Seizures have been previously reported with tiagabine exposures and were specifically identified as a potential adverse event from tiagabine use by the FDA. 1 –9 Our study provides additional support that tiagabine has pro-convulsant properties, especially in overdose. Tiagabine joins a group of anticonvulsants that appear to have pro-convulsant properties in overdose, such as carbamazepine, lamotragine, zonisamide, and phenytoin. The clinical effects reported (Table 1) are similar to those reported in a previous smaller study with 2 years of data from seven US states. 1 While the reported effects are similar, the percentage of patients with these clinical effects in the present larger study is lower. Also of note is the high morbidity and HCF utilization associated with tiagabine; more than 35% of patients experienced either a moderate or major outcome, which is abnormally high for poison center cases, and 79% of patients received treatment in a HCF, again abnormally high for poison center cases. This large proportion of patients managed in a HCF is most likely due to high rate of symptomatic patients (59%) and the large proportion of suicide attempt cases. Not unexpectedly the highest number of serious outcomes was in the intentional groups.
Limitations
The AAPCC maintains the national database of information logged by the country’s PCCs. Case records in this database are from self-reported calls, and they reflect only information provided when the public or health-care professionals report an actual or potential exposure to a substance (e.g. an ingestion, inhalation, or topical exposure) or request information or educational materials. Exposures do not necessarily represent a poisoning or an overdose. The AAPCC is not able to completely verify the accuracy of every report made to member centers. Additional exposures may go unreported to PCCs, and data referenced from the AAPCC should not be construed to represent the complete incidence of national exposures to any substance.

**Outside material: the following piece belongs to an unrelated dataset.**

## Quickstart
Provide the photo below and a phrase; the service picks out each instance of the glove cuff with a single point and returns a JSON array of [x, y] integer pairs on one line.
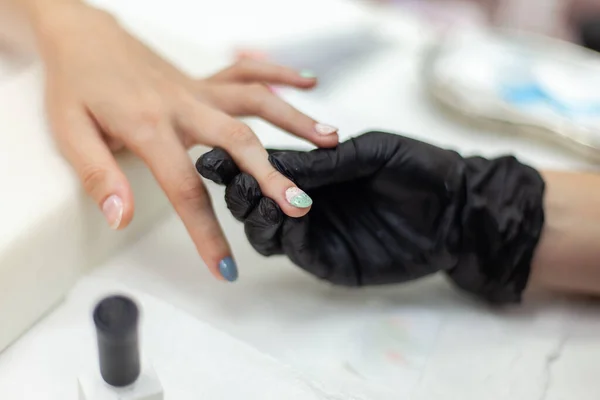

The NPDS does not have fields for coding past medical history of patients, so we are unable to tell how many of the reported seizures occurred in non-epileptic subjects.
Conclusion
The steep decline in tiagabine use appeared temporally related to the 2005 FDA warning, but no significant change in pattern was noted following the 2008 warnings. The initial warning about off-label use specific to this one drug had greater effect than subsequent warnings, which were about many drugs including tiagabine and which were not focused on off-label use. As the pattern of cases seen in NPDS mirrored pharmaceutical sales, we believe NPDS may serve as a sentinel for changes in dosing/prescribing patterns.
Footnotes
Authors’ Note
The information in this manuscript will be presented as a poster at NACCT in New Orleans, October 2014.
Conflict of interest
The authors declared no conflicts of interest.
Funding
This research received no specific grant from any funding agency in the public, commercial, or not-for-profit sectors.